Jum’at minggu lalu, alhamdulillah aku mendapatkan kesempatan untuk mengikuti kegiatan Leadership Training yang diselenggarakan oleh organisasi keagamaan di tempat aku bekerja. Acaranya berlangsung selama 2D1N di wilayah Bogor, Jawa Barat.
Pada kegiatan tersebut ada banyak materi yang diberikan kepada seluruh peserta sebagai pembekalan bagi para calon kader-kader kepemimpinan di masa mendatang, salah satu materi yang disajikannya yaitu soal mindset atau yang lebih dikenal dengan pola pikir.
Kira-kira, apa yang terlintas di benak teman-teman ketika mendengar atau membaca kata “mindset“? Kalau aku, pikiran dan persepsiku ketika mendengar atau membaca tentangnya seketika langsung mengarah pada pemahaman kita dalam memandang atau menilai segala sesuatu.
Ya, benar. Rasanya mindset yang aku maksud cukup berhubungan dengan pembahasan Jera’s Project ke 42 yang bisa teman-teman baca di sini.
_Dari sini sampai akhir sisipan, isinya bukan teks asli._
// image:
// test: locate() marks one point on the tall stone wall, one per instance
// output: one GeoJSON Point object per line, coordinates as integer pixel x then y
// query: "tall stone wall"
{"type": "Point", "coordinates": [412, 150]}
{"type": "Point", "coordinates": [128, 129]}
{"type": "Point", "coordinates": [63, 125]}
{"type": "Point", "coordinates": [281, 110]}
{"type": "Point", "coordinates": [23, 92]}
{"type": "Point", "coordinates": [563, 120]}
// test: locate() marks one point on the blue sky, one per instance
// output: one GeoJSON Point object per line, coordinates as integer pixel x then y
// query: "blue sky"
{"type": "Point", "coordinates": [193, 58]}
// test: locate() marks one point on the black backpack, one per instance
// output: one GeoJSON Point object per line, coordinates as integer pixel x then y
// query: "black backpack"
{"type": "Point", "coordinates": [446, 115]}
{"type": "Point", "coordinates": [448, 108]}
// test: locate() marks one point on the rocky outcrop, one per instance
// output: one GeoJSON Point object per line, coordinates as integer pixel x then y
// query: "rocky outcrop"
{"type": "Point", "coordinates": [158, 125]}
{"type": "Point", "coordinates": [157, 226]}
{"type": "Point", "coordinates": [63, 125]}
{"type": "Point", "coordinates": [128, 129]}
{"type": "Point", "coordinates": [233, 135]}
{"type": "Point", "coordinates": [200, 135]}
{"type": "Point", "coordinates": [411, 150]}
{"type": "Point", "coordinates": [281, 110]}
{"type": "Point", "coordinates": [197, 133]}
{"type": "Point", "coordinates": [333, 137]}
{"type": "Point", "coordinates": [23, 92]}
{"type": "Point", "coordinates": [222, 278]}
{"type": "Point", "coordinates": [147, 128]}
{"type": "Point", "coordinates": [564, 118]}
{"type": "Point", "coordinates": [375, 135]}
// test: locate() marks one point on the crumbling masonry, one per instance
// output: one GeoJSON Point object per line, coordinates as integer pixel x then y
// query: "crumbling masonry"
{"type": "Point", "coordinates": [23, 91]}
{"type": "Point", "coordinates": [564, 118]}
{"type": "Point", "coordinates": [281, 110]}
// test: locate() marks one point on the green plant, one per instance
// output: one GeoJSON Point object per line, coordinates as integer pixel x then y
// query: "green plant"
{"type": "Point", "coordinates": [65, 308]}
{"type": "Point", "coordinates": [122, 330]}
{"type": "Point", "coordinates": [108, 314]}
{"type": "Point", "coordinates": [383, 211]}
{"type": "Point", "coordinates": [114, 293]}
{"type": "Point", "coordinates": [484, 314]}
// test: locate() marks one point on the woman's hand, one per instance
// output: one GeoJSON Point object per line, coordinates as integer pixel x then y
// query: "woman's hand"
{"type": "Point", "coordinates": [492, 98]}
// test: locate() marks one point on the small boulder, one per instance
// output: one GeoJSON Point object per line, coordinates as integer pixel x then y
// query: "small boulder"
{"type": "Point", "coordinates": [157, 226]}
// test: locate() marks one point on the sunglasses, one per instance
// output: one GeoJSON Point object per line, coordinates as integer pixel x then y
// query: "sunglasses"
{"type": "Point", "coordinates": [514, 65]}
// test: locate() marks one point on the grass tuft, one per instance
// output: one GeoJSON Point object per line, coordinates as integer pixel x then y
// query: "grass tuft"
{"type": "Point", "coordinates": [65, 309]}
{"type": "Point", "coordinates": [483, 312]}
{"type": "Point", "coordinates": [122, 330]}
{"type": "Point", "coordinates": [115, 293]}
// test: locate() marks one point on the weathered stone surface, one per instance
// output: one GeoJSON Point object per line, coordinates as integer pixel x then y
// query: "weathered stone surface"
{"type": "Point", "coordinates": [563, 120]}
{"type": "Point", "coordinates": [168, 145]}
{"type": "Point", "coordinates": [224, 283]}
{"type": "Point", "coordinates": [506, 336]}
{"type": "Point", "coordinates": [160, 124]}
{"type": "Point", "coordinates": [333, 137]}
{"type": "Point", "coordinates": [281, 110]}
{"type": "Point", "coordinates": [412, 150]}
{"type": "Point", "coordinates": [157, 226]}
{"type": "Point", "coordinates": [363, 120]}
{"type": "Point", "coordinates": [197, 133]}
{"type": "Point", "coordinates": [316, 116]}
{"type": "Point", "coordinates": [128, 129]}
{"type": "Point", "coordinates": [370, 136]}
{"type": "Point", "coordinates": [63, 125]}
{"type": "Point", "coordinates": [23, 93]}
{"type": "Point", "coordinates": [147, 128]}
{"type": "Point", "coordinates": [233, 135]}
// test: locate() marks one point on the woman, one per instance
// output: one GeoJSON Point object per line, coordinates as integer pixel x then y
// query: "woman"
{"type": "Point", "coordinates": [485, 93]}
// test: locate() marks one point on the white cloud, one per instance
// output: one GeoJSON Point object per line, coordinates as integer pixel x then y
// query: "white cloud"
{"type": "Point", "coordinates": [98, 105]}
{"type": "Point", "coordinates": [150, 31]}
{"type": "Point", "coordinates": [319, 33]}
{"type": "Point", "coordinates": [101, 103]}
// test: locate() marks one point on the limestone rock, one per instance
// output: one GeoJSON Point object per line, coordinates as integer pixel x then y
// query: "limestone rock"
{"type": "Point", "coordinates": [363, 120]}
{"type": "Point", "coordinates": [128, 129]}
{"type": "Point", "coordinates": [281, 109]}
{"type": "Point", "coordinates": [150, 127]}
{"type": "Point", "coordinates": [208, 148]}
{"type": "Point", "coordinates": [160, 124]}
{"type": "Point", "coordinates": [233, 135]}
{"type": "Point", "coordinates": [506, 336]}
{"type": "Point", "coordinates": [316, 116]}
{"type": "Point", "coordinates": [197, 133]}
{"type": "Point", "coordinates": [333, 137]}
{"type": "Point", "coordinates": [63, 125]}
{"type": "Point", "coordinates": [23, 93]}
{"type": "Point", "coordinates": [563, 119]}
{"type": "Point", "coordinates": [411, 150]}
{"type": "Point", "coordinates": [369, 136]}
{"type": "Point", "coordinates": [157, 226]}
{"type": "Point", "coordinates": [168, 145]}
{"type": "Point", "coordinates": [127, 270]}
Tapi pada chapter ini, aku hanya akan membahas soal mindset berdasarkan pengetahuan yang telah aku dapatkan selama mengikuti Leadership Training minggu lalu. So, let’s begin..
Bapak Muhsinin Fauzi, seorang pengisi materi di hari pertama training menjelaskan bahwa ada banyak faktor yang bisa mempengaruhi mindset kita, faktor tersebut di antaranya yaitu informasi, ilmu, ideologi, budaya, latar belakang, hingga nilai pribadi dalam diri kita yang terkadang tidak bisa terukur objektivitasnya pun bisa mempengaruhi mindest kita.
Jadi, baik buruknya mindest yang kita miliki sangat bergantung pada faktor-faktor yang mempengaruhinya. Contoh, dari faktor yang pertama yaitu informasi. Jika seorang individu mendapatkan informasi yang baik tentang suatu hal, maka mindset yang hadir adalah mindset yang baik, tetapi jika informasi yang individu terima adalah informasi yang buruk, maka mindset yang hadir pun akan menjadi buruk.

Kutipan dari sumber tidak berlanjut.